12月24日
昨日の朝日新聞「声」欄に、「道徳の授業に正解はあるのか」という、高校生からの投稿が載っていた。彼女は小学生の頃の「道徳」の授業の思い出を綴っている。友達と大喧嘩した主人公がその友達から仲直りを持ちかけられるというシチュエーションで、「仲のいい友達ほどなかなか許せないのではないか」と発言したところ、教員から「本当にそう思いますか。あなたはけんかしても友達を許さないのですか」と迫られたというのだ。それ以降、彼女にとっては、「道徳」はいかに周囲と同じ意見を言うかの授業になってしまった。そして、自分の意見を一方的に否定されてしまったのは今も「心の傷」になっているという。
読んで暗澹たる気分になった。控えめに言ってもこの教員は能力が高いとは言えない。周りと違う意見こそ、議論を深めるチャンスなのにそれをみすみす逃している。彼女の意見を一方的に否定したのは、ある種の「暴力」でさえある。「道徳」を教科として導入する際、文科省は「特定の考えを押し付けるものではない」と言っていたはずである。
「銀の匙」の中勘助は「修身」の時間が大嫌いだった。
「先生、人はなぜ孝行しなければならないんです」/先生は目を丸くしたが「おなかのへった時ごはんがたべられるのも、あんばいの悪い時お薬のめるのも、みんなおとう様やおかあ様のおかげです(中略)山よりも高く海よりも深いからです」「でも僕はそんなこと知らない時のほうがよっぽど孝行でした」/先生はかっとして「孝行のわかる人手をあげて」といった。
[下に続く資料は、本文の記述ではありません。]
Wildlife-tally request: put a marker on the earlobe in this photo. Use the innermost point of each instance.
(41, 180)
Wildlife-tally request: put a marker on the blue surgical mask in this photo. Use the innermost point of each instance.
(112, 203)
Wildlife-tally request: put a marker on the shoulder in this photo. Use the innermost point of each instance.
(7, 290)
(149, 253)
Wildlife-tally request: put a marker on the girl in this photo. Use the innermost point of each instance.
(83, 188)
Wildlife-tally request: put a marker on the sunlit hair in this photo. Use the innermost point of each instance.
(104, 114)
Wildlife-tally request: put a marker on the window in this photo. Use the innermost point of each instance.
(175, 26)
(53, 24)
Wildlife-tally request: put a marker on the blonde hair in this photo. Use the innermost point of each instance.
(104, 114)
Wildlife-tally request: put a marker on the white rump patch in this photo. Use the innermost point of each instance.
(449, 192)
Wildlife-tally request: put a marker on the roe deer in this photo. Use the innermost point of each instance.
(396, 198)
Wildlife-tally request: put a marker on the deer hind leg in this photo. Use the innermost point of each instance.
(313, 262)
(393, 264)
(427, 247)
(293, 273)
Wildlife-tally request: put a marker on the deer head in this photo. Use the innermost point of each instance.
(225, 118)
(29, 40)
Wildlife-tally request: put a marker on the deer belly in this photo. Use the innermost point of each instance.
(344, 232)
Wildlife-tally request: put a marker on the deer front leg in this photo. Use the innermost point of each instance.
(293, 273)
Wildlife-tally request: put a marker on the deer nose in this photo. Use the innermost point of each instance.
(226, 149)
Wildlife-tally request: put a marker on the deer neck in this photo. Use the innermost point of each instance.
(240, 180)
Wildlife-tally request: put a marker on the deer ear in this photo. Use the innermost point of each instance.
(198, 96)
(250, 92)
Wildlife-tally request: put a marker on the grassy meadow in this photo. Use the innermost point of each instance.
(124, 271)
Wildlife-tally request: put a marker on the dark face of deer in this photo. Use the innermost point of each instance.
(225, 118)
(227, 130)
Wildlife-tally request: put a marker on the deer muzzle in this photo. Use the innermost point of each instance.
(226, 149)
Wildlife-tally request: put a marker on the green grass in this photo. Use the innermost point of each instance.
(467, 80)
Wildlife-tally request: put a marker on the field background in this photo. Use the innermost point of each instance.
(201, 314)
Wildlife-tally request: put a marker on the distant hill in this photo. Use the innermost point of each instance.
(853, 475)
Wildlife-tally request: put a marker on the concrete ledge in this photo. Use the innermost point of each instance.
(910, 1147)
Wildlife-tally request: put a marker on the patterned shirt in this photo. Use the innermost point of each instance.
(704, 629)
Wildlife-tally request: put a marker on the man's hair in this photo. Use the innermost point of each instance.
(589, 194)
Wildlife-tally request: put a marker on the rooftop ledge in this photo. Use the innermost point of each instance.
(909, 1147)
(中略)それから先生は常にこの有効な手段を用いてひとの質問の口をとざしたが、こちらはまたその屈辱を免れるために修身のある日にはいつも学校を休んだ。
勿論、中勘助に肉親の情愛がなかったわけではない。「修身」の授業の嘘くささを鋭敏な神経で感じていたのであろう。もう一つ別のエピソード。日清戦争が始まり、中国のことを悪く言う先生に私はこう言う。
「先生、日本人に大和魂があればシナ人にはシナ魂があるでしょう。日本に加藤清正や北条時宗がいればシナにだって関羽や張飛がいるじゃありませんか。それに先生はいつかも謙信が信玄に塩を贈った話をして敵を憐れむのが武士道だなんて教えておきながらなんだってそんなにシナ人の悪口ばかし言うんです」/そんなことをいって平生のむしゃくしゃをひと思いにぶちまけてやったら先生はむずかしい顔をしてたがややあって/「□□さんは大和魂がない」といった。私はこめかみにぴりぴりとかんしゃく筋のたつのをおぼえたが、その大和魂をとりだしてみせることもできないのでそのまま顔を赤くして黙ってしまった。
こうやって読んでみると、現代の学校教育も明治期とあまり変わっていないと感じる。最初の投稿に戻れば、「先生が『友達とけんかをしても許してあげましょう』ということを伝えたかったというのは理解できる」と彼女は書いている。だが、そんな通り一遍の「答え」のために異論を許さない雰囲気が作られてしまう弊害の方がよっぽど大きい。先ほどこの教員の能力を問題にしたが、これはそもそも「道徳」という教科自身が内包している問題なのではないか。こんな「教科」が思いやりの涵養だの、いじめの撲滅だのに資することは決してないだろうと思う。